In an 802.15.4 transmitter for the ISM band, the data stream to be transmitted is first transformed into a series of PN sequences (pseudo noise) with the use of four data bits in each symbol period (TS=1/fS=16 μs), in order to select a total of 16 PN sequences. Each symbol of four data bits is assigned in this manner a symbol value-specific PN sequence of 32 PN chips (chip period TC=TS/32=500 ns=1 fC), which is transmitted instead of the four data bits. The “quasi-orthogonal” PN sequences P0, P1, . . . , P15, specified in the standard, differ from one another in the cyclic shifts and/or inversion of every second chip value (see IEEE Standard 802.15.4-2003, Chapter 6.5.2.3).
The PN sequences allocated to the successive symbols are linked together and then offset QPSK modulated (quadrature phase shift keying) by modulating, with half-sine pulse shaping, the even-indexed PN chips (0, 2, 4, . . . ) onto the in-phase (I) carrier and the odd-indexed PN chips (1, 3, 5, . . . ) onto the quadrature-phase (Q) carrier.

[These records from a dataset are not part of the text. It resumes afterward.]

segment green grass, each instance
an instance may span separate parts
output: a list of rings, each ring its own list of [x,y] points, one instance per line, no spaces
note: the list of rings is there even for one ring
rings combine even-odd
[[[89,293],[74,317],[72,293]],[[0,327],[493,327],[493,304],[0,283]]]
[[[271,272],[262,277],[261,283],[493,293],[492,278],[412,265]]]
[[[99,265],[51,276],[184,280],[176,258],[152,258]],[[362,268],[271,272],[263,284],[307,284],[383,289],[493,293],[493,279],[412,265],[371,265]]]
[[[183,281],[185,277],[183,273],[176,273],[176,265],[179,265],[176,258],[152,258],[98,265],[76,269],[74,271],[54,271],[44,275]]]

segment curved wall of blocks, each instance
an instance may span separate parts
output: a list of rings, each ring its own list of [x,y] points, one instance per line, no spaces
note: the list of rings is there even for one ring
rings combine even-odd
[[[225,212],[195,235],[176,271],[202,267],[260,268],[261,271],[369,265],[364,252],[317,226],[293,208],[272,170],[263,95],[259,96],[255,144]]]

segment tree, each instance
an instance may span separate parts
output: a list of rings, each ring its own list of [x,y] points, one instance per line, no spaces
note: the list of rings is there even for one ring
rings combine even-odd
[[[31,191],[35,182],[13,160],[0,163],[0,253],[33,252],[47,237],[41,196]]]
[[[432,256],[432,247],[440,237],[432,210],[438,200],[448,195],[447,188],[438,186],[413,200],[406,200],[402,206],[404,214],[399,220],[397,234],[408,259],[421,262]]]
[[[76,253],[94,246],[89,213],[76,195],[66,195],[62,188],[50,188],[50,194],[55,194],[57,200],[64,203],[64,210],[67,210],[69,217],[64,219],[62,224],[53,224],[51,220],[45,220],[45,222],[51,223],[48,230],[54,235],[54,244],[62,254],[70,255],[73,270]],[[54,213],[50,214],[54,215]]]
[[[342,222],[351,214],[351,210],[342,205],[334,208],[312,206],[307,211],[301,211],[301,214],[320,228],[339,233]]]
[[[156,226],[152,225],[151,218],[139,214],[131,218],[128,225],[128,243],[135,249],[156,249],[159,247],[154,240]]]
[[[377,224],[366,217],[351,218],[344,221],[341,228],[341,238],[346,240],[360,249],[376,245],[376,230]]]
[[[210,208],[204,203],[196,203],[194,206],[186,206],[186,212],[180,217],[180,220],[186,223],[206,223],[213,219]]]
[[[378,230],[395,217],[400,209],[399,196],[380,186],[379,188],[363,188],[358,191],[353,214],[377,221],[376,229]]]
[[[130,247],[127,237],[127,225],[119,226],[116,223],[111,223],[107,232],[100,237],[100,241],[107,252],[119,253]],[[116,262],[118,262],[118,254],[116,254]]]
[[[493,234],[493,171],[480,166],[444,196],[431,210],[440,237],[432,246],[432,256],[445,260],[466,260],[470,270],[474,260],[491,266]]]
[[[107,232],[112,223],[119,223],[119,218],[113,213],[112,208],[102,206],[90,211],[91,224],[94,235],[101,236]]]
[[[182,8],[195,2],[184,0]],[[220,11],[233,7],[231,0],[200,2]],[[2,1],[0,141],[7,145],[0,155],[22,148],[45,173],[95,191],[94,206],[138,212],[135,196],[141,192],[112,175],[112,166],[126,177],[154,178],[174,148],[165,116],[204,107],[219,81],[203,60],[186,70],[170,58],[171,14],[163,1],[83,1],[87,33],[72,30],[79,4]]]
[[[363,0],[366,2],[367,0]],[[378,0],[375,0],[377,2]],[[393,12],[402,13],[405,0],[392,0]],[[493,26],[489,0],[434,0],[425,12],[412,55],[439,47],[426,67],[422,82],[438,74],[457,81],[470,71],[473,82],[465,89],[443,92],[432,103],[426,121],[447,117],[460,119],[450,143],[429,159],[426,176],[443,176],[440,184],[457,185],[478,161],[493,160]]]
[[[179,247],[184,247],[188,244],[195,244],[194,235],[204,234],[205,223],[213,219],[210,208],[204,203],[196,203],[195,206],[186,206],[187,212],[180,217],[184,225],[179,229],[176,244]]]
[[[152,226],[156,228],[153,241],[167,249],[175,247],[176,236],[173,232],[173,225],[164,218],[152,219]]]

To form an offset, the quadrature-phase chips are delayed by one chip period TC with respect to the in-phase chips (see IEEE Standard 802.15.4-2003, Chapter 6.5.2.4).
Both coherent and incoherent approaches are known to detect data symbols contained in an incoming signal. Whereas in coherent approaches the incoming signal is converted into the complex envelope (baseband) by using a frequency- and phase-correct carrier wave and obtained from the carrier control circuit, in incoherent approaches at least the correctness of the phase, within limits possibly also the correctness of the frequency of the carrier wave, can be eliminated.

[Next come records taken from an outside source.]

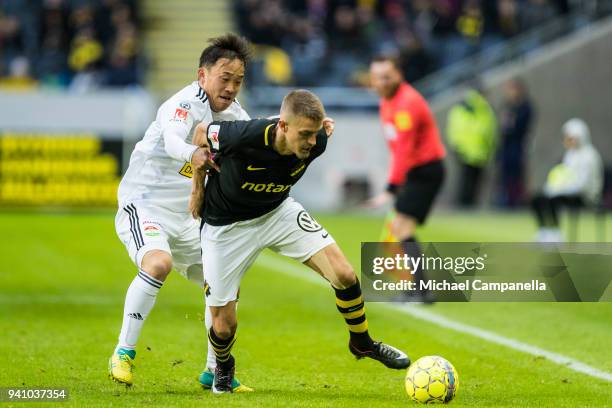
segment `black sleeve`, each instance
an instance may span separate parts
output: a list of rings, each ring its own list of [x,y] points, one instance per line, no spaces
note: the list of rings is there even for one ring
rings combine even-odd
[[[243,147],[264,146],[276,122],[267,119],[212,122],[207,138],[213,152],[229,154]]]

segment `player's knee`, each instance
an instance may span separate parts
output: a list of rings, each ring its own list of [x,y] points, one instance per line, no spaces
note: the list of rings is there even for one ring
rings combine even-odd
[[[398,213],[391,223],[391,233],[403,241],[414,235],[416,227],[417,220],[414,217]]]
[[[163,251],[147,253],[142,260],[142,269],[155,279],[164,281],[172,270],[172,256]]]
[[[238,322],[234,319],[215,319],[213,329],[215,334],[222,339],[227,339],[236,333]]]

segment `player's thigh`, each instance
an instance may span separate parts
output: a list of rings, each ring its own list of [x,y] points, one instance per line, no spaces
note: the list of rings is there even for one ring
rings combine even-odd
[[[201,232],[204,291],[208,306],[238,298],[240,281],[261,252],[259,230],[245,223],[204,225]]]
[[[307,261],[321,249],[336,242],[292,198],[287,198],[266,222],[262,240],[266,247],[299,262]]]
[[[117,211],[117,236],[138,268],[142,267],[142,259],[149,251],[159,250],[172,255],[164,218],[154,207],[139,203],[127,204]]]
[[[176,227],[176,236],[170,241],[174,269],[189,281],[204,287],[199,222],[188,215]]]

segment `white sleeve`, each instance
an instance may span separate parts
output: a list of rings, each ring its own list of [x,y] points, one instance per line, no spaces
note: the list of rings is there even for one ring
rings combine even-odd
[[[198,148],[185,141],[194,122],[191,109],[191,105],[183,102],[169,103],[160,109],[159,122],[162,127],[164,150],[175,160],[191,161],[193,152]]]

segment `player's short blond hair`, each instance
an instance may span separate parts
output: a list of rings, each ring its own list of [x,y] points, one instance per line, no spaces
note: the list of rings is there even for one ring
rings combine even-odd
[[[316,123],[323,122],[325,108],[319,97],[305,89],[289,92],[281,105],[281,116],[299,116]]]

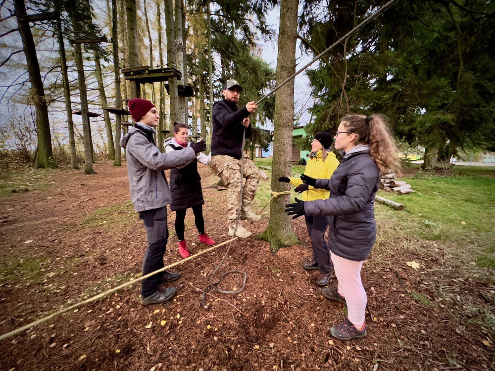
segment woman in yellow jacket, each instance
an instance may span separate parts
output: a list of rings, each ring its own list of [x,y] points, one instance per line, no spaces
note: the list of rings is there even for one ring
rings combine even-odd
[[[316,179],[330,179],[334,171],[339,166],[339,161],[334,153],[330,150],[333,141],[332,134],[326,132],[319,133],[314,137],[311,143],[311,153],[304,169],[304,174]],[[279,182],[284,182],[297,186],[295,190],[302,193],[302,201],[324,200],[330,195],[326,189],[315,188],[302,183],[299,178],[282,177]],[[325,232],[327,230],[327,217],[305,216],[308,234],[311,237],[313,247],[313,259],[309,263],[303,264],[307,270],[318,270],[320,274],[316,280],[316,284],[326,286],[330,279],[332,264],[328,245],[325,240]]]

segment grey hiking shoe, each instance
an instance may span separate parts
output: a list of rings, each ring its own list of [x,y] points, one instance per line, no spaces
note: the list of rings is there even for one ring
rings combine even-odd
[[[339,340],[348,340],[351,339],[357,339],[364,337],[367,335],[365,324],[363,324],[363,328],[358,330],[347,318],[346,318],[344,322],[332,326],[329,330],[332,336]]]
[[[174,297],[175,292],[175,287],[167,287],[163,290],[157,290],[148,296],[141,296],[141,304],[143,305],[149,305],[164,303]]]
[[[331,300],[337,300],[347,305],[346,303],[346,298],[339,294],[336,288],[330,288],[329,287],[322,288],[321,289],[321,294],[327,299],[330,299]]]

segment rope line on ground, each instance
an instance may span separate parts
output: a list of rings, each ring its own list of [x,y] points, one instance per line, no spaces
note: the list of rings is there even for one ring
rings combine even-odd
[[[54,317],[56,317],[57,316],[59,316],[59,315],[62,314],[69,311],[71,311],[73,309],[75,309],[76,308],[79,308],[79,307],[81,307],[85,304],[91,303],[94,301],[96,301],[96,300],[98,300],[99,299],[104,298],[105,296],[106,296],[108,295],[110,295],[110,294],[112,294],[114,292],[118,291],[119,290],[124,288],[124,287],[126,287],[128,286],[130,286],[131,285],[136,283],[136,282],[139,282],[140,281],[142,281],[145,278],[148,278],[148,277],[151,277],[152,276],[156,275],[157,273],[159,273],[160,272],[164,272],[166,270],[169,269],[170,268],[171,268],[173,267],[175,267],[177,265],[182,265],[188,260],[191,260],[193,259],[195,259],[200,255],[211,251],[213,250],[214,250],[215,249],[218,248],[218,247],[220,247],[221,246],[223,246],[223,245],[225,245],[229,243],[230,243],[231,245],[232,243],[234,240],[237,239],[238,238],[238,237],[237,237],[234,236],[233,238],[231,238],[230,239],[227,241],[225,241],[225,242],[222,242],[221,243],[219,243],[218,245],[212,246],[211,247],[206,249],[206,250],[203,250],[202,251],[199,251],[199,252],[197,254],[195,254],[194,255],[191,255],[188,258],[182,259],[182,260],[180,260],[178,262],[176,262],[175,263],[172,263],[172,264],[168,265],[166,267],[164,267],[163,268],[161,268],[160,269],[159,269],[157,271],[152,272],[151,273],[148,273],[148,274],[145,276],[142,276],[141,277],[140,277],[138,278],[136,278],[136,279],[133,279],[132,280],[129,281],[129,282],[127,282],[125,283],[123,283],[120,285],[120,286],[117,286],[116,287],[114,287],[114,288],[110,289],[110,290],[108,290],[106,291],[104,291],[103,292],[98,294],[98,295],[96,295],[95,296],[93,296],[93,297],[90,298],[87,300],[84,300],[84,301],[82,301],[79,303],[77,303],[75,304],[74,304],[73,305],[71,305],[70,307],[67,307],[66,308],[58,311],[58,312],[52,313],[52,314],[50,314],[50,316],[47,316],[45,317],[38,320],[37,321],[31,322],[30,324],[28,324],[28,325],[26,325],[25,326],[23,326],[21,327],[19,327],[19,328],[17,328],[16,329],[11,331],[9,332],[6,332],[6,333],[2,334],[1,336],[0,336],[0,340],[5,340],[7,338],[9,338],[11,336],[13,336],[14,335],[16,335],[18,333],[19,333],[20,332],[22,332],[23,331],[29,329],[29,328],[31,328],[32,327],[45,323],[45,322],[47,322],[47,321],[49,321],[50,320],[51,320],[52,318],[53,318]],[[230,248],[230,245],[229,247]]]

A coherent receiving unit is known from the textbook “Nachrichtenübertragung” [Message Transmission] by Karl-Dirk Kammeyer, second edition, B. G. Teubner, Stuttgart, ISBN 3-519-16142-7 (FIG. 12.1.7 on page 417). A disadvantage in this case is the high realization cost, which arises, on the one hand, from the necessary carrier control circuit with the associated high-rate (higher than the chip rate) multiplication of the incoming signal with the frequency- and phase-correct carrier wave and, on the other, from the costly and complex signal processing with a high-rate complex matched filtering. This high realization cost causes in addition a very high power consumption.

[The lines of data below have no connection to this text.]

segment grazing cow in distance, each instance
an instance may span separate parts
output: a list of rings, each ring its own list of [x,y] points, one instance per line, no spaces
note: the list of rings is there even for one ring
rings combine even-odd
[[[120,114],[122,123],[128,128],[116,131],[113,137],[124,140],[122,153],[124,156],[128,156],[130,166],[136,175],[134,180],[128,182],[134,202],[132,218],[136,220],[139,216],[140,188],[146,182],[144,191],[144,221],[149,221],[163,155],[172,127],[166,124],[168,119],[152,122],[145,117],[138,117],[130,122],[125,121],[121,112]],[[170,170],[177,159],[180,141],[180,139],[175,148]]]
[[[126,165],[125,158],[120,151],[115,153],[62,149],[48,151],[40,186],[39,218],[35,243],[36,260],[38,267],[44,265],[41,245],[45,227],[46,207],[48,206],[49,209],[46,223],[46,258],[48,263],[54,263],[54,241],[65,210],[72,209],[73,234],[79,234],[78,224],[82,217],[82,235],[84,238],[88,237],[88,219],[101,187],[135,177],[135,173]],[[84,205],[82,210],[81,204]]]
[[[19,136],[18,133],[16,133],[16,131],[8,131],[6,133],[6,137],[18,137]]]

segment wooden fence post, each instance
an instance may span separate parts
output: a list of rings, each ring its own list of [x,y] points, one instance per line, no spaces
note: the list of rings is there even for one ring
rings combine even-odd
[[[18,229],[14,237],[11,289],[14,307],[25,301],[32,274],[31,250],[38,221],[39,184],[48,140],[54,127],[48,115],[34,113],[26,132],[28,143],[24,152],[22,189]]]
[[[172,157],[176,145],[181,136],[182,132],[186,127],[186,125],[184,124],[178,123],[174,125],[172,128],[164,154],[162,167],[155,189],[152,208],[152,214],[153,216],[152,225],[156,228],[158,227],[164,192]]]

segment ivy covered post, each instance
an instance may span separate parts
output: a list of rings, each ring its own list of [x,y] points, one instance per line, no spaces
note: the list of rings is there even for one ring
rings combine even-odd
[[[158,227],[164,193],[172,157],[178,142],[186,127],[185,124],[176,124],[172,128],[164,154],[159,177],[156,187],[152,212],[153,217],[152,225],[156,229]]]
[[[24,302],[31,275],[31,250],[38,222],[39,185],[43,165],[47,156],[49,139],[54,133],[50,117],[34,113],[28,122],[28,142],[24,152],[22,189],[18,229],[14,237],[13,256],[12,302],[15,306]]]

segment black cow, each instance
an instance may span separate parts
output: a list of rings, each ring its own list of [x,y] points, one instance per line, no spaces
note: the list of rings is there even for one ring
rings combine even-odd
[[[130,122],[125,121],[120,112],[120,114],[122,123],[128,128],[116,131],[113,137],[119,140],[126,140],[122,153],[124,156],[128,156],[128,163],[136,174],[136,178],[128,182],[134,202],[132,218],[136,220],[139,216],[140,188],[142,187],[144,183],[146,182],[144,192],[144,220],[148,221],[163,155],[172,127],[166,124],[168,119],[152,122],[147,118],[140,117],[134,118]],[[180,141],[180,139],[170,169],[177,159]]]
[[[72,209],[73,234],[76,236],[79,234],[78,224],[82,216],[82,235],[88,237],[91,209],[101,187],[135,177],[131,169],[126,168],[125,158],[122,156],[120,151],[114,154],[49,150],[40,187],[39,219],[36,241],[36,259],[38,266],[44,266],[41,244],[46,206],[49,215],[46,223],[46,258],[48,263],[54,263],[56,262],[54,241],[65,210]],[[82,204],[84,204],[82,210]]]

A method and system is disclosed in ADLER, Robbie: Adaptive Modulation and the IEEE 802.15.4 standard: Power Performance Tradeoffs, EE359 Project, Fall 2004; a modification of the “physical layers” (PHY) of the 802.15.4 is disclosed to the effect that chip sequences are introduced whose length, i.e., number of chips, changes adaptively.
Furthermore, an incoherent receiving unit is known from the indicated textbook (FIG. 12.3.7 on page 447) and from the third edition of the textbook “Nachrichtenübertragung” [Message Transmission] (Karl-Dirk Kammeyer, Teubner-Verlag, Wiesbaden, ISBN 3-519-26142-1). It has an FM discriminator, an integration unit, and a so-called limiter and requires the processing of high-rate (higher than the chip rate) and in part complex-valued signals.